Tax matters relating to specific industries (2/4)

Financial services

  • The Income Tax already allows PCCs and VCCs to elect to present separate financial statements in respect of each of their cells and thus treat each cell as a separate entity for tax purposes. The Bill proposes to clarify that in such case, the MRA will not recover income tax due by a cell from the cellular assets of another cell of that PCC or VCC or from the non-cellular cells except where such assets are directly attributable to that cell of the PCC or VCC.

  • TDS not to be deducted from payments to management companies and investment advisors licensed by the FSC.

  • Discontinuation of 5-year tax holiday for investment banks licensed after August 2018.
  • Interest derived from a sustainability bond or a sustainability-linked bond to finance sustainable projects in Mauritius to be exempted from income tax.

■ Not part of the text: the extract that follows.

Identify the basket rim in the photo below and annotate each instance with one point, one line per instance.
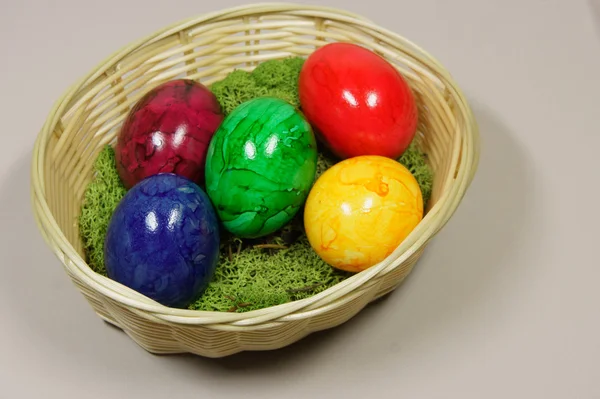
(466, 159)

  • Interest derived by a Collective Investment Scheme or a Closed-End Fund licensed or approved by the FSC to benefit from 95% tax exemption (while income other than interest to continue to benefit from 80% tax exemption).

  • Virtual asset service providers and issuers of initial token offerings under the Virtual Asset and Initial Token Offering Services Act 2021 to submit to the MRA an annual statement of financial transactions in respect of transactions over a certain threshold, except in respect of non-citizen individuals, companies with a Global Business Licence, and public listed companies, their subsidiaries and associates.

Tax matters relating to specific industries (3/4)

Manufacturing companies

  • A manufacturing company that incurs expenditure on market research and product development to be entitled to 200% deduction of that expenditure for income tax purposes. The relief is to be made available to manufacturing companies with an annual gross income derived from export of goods not exceeding MUR 500 million. (This relief was introduced in 2021 for market research and product development for the African market only and available to any manufacturing company irrespective of their level of gross annual income. The Bill thus proposes to change these conditions.)

  • Extension until 2026 of the tax credit of 15% on the cost of new plant and machinery for manufacturing companies.

Other sectors

  • A higher education institution that incurs costs to conclude a contract with an African University to provide joint tertiary education for the final year of a course in Mauritius to be entitled to 200% deduction of those costs for income tax purposes.

  • A company incorporated in Mauritius to be entitled to 200% deduction, for income tax purposes, of expenditure incurred in the financing, sponsorship, marketing or distribution of a film, provided that the film has been approved under the Film Rebate Scheme and is made up of at least 90% of the principal photography of Mauritius.

Tax matters relating to specific industries (3/4)

Other sectors

  • Event organisers to no longer be refunded VAT on accommodation costs in respect of qualifying events (except for events which have ended on or before 30 September 2023). Instead, event organisers to be exempted from paying VAT on those accommodation costs.

  • Primary and secondary education providers holding an Investment Certificate issued by the EDB are to be provided with the same VAT exemption as tertiary education providers in respect of (1) construction of purpose-built buildings or facilities and (2) certain costs incurred at the time of setting up or expansion such as plant, machinery and equipment, and IT systems and materials.